私たち人間の嗅覚は、まだまだ未開発で未知的な要素を多くもっているため、はっきりとした「答え」が見出せないことも多いのですが、私たちは、どんな香りに慣れた状況下でも新しい香りに反応し、処理できる能力も持ち合わせているのです。こういったことを考えると、いろいろな香りを嗅いで「鼻がバカになったので、ほかの香りはわからない」という発言は、そのひと自身が香り自体を受け入れようとしていない意思表示だと言えるでしょう。しかし、実際にはそのひとも香りを感じていることがわかります。

香りというのは、脳に条件づけされることが多く、昔の家の香り、おばあちゃんの香り、昔の彼や彼女の香りなど、その場面や理由が一緒に重なって思い起こされることも多々あります。みなさんが、現在「この香りは好き」「この香りは嫌い」と判断しているその理由も、これまで経験してきたなかで積み重ねられてきた結果のひとつであり、その部分で自分にとって良い香りを判断しているのかもしれません。そして目に見えないあやふやなものではありますが、自分にとって完璧な香りをつねに求めつづけて、いろいろな香りの商品を手にとっているのかもしれませんね。
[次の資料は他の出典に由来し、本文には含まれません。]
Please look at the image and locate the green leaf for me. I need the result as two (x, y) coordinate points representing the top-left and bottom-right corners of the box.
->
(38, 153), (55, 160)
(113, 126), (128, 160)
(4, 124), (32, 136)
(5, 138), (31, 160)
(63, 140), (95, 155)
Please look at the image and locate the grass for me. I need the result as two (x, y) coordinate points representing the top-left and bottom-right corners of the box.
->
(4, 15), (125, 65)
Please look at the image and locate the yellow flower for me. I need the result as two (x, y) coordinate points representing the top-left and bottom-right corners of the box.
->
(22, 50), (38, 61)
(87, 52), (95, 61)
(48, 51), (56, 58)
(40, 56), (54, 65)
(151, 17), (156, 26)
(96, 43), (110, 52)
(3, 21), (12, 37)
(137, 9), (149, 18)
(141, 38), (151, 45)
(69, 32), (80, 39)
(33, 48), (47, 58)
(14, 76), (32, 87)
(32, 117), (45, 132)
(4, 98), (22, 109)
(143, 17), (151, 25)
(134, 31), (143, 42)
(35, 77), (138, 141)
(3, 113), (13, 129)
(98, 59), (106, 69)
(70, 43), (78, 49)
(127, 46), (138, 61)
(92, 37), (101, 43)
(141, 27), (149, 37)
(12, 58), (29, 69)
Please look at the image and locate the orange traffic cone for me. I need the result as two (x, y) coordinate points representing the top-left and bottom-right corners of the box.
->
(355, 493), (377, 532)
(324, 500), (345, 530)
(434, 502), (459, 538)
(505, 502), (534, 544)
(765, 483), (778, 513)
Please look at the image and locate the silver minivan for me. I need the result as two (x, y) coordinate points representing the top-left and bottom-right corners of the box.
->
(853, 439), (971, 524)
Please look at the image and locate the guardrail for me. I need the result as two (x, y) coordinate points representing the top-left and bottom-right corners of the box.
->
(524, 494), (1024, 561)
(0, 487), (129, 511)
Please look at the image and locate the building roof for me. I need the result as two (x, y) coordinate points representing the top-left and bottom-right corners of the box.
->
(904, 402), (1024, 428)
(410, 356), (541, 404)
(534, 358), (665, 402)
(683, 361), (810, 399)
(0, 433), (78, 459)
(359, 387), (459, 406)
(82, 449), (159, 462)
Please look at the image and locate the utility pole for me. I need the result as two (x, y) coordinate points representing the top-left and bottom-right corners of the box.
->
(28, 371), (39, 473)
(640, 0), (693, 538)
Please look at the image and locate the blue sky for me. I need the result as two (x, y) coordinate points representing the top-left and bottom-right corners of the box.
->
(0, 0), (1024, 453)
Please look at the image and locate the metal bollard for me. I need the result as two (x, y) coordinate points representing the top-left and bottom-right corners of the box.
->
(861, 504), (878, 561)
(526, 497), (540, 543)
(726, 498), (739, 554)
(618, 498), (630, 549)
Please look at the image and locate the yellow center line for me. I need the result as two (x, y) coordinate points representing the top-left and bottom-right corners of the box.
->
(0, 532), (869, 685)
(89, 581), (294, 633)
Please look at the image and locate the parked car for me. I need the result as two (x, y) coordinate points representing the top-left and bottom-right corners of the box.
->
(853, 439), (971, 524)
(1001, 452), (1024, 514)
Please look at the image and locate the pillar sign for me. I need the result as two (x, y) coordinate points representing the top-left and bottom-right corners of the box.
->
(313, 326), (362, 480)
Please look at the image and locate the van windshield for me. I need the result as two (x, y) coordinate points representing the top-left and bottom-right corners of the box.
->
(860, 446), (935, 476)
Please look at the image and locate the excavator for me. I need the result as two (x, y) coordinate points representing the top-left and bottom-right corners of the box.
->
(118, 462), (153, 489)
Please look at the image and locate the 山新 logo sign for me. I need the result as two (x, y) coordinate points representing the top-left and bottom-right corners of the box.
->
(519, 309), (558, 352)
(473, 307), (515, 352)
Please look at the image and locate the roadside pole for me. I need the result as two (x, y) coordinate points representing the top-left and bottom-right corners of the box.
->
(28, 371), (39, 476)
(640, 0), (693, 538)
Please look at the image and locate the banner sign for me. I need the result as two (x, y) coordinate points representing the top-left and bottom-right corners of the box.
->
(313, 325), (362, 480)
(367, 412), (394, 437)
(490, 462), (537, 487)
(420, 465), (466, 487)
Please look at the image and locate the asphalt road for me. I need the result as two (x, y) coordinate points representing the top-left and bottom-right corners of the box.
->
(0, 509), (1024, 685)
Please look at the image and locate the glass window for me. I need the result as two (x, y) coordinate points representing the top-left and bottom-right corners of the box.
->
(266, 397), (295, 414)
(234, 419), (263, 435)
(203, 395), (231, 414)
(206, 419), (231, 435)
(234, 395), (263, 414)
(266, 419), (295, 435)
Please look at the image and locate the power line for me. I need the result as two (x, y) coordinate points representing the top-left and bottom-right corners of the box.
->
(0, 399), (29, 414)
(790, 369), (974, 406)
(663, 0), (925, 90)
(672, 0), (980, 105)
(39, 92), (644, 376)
このような観点で考えると、香りは本当に個人差があり、その香りの好き嫌いはそのひとがどう育ってきたかなど、環境も大きく影響していることがわかるでしょう。目に見えたらわかりやすいのに……そんな難しい挑戦はやめて、自分の本能で感じる香りを見つけるのが、自分がいちばん心地よくなる第一歩であり、それがアロマセラピーの本質として、自分を解放するはじめの方法としてお薦めです。